Lee Jeong Hyun, Jeong Jaeyun, Ahn Young Jin, Lee Kwang Suk, Lee Jong Soo, Lee Seung Hwan, Ham Won Sik, Chung Byung Ha, Koo Kyo Chul
Department of Urology, Gangnam Severance Hospital, Yonsei University College of Medicine, Seoul 06273, Republic of Korea.
SKTelecom, Seoul 04539, Republic of Korea.
J Pers Med. 2025 Sep 8;15(9):432. doi: 10.3390/jpm15090432.
Accurate survival prediction is essential for optimizing the treatment planning in patients with castration-resistant prostate cancer (CRPC). However, the traditional statistical models often underperform due to limited variable inclusion and an inability to account for complex, multidimensional data interactions. We retrospectively collected 46 clinical, laboratory, and pathological variables from 801 patients with CRPC, covering the disease course from the initial disease diagnosis to CRPC progression. Multiple machine learning (ML) models, including random survival forests (RSFs), XGBoost, LightGBM, and logistic regression, were developed to predict cancer-specific mortality (CSM), overall mortality (OM), and 2- and 3-year survival status. The dataset was split into training and test cohorts (80:20), with 10-fold cross-validation. The performance was assessed using the C-index for regression models and the AUC, accuracy, precision, recall, and F1-score for classification models. Model interpretability was assessed using SHapley Additive exPlanations (SHAP).

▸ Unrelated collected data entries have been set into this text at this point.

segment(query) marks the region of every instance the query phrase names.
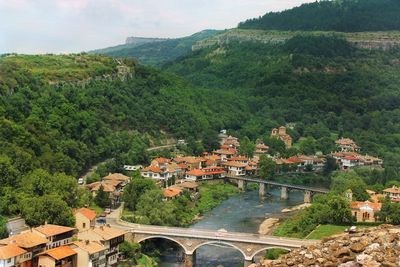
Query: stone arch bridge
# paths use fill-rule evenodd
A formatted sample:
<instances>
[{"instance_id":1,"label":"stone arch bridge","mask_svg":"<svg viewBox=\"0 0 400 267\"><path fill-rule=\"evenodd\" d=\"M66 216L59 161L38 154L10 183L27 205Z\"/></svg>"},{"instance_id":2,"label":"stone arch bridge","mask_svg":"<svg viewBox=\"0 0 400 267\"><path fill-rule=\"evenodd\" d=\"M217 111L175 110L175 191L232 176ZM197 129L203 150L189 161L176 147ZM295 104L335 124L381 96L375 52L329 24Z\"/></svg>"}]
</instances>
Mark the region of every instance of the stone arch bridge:
<instances>
[{"instance_id":1,"label":"stone arch bridge","mask_svg":"<svg viewBox=\"0 0 400 267\"><path fill-rule=\"evenodd\" d=\"M281 248L292 250L315 244L315 240L279 238L249 233L221 232L177 227L150 226L132 223L119 224L128 231L127 240L140 243L148 239L167 239L178 244L185 253L185 267L193 267L196 250L204 245L219 244L238 250L244 257L244 266L249 266L254 257L265 250Z\"/></svg>"}]
</instances>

Over a median follow-up of 24 months, 70.6% of patients experienced CSM. RSFs achieved the highest C-index in the test set for both CSM (0.772) and OM (0.771). For classification tasks, RSFs demonstrated a superior performance in predicting 2-year survival, while XGBoost yielded the highest F1-score for 3-year survival. The SHAP analysis identified time to first-line CRPC treatment and hemoglobin and alkaline phosphatase levels as key predictors of survival outcomes. The RSF and XGBoost ML models demonstrated a superior performance over that of traditional statistical methods in predicting survival in CRPC. These models offer accurate and interpretable prognostic tools that may inform personalized treatment strategies. External validation and the integration of emerging therapies are warranted for broader clinical applicability.

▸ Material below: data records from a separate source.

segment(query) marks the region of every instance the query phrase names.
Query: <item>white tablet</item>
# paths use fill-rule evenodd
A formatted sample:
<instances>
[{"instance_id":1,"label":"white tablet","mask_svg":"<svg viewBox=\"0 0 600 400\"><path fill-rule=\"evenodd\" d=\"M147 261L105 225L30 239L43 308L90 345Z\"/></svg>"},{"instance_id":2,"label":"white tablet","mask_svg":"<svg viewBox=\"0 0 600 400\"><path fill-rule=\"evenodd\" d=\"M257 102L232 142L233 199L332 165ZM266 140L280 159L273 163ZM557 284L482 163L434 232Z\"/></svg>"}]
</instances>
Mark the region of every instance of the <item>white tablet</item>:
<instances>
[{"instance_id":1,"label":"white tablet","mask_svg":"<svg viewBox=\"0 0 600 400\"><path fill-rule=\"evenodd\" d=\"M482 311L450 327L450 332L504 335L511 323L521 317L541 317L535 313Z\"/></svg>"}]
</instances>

准确的生存预测对于优化去势抵抗性前列腺癌(CRPC)患者的治疗方案至关重要。然而,传统的统计模型往往表现不佳,原因在于纳入的变量有限,且无法考虑复杂的多维数据相互作用。我们回顾性收集了801例CRPC患者的46项临床、实验室和病理变量,涵盖了从疾病初诊到CRPC进展的病程。开发了多种机器学习(ML)模型,包括随机生存森林(RSF)、XGBoost、LightGBM和逻辑回归,以预测癌症特异性死亡率(CSM)、总死亡率(OM)以及2年和3年生存状态。数据集按80:20比例分为训练集和测试集,并进行10折交叉验证。使用回归模型的C指数以及分类模型的AUC、准确率、精确率、召回率和F1分数评估模型性能。使用SHapley加性解释(SHAP)评估模型的可解释性。在中位随访24个月期间,70.6%的患者发生了CSM。RSF在测试集中对CSM(0.772)和OM(0.771)均取得了最高的C指数。对于分类任务,RSF在预测2年生存方面表现出色,而XGBoost在预测3年生存方面获得了最高的F1分数。SHAP分析确定一线CRPC治疗时间、血红蛋白和碱性磷酸酶水平是生存结果的关键预测因素。RSF和XGBoost ML模型在预测CRPC患者生存方面表现优于传统统计方法。这些模型提供了准确且可解释的预后工具,可为个性化治疗策略提供参考。为了更广泛的临床应用,有必要进行外部验证并整合新兴疗法。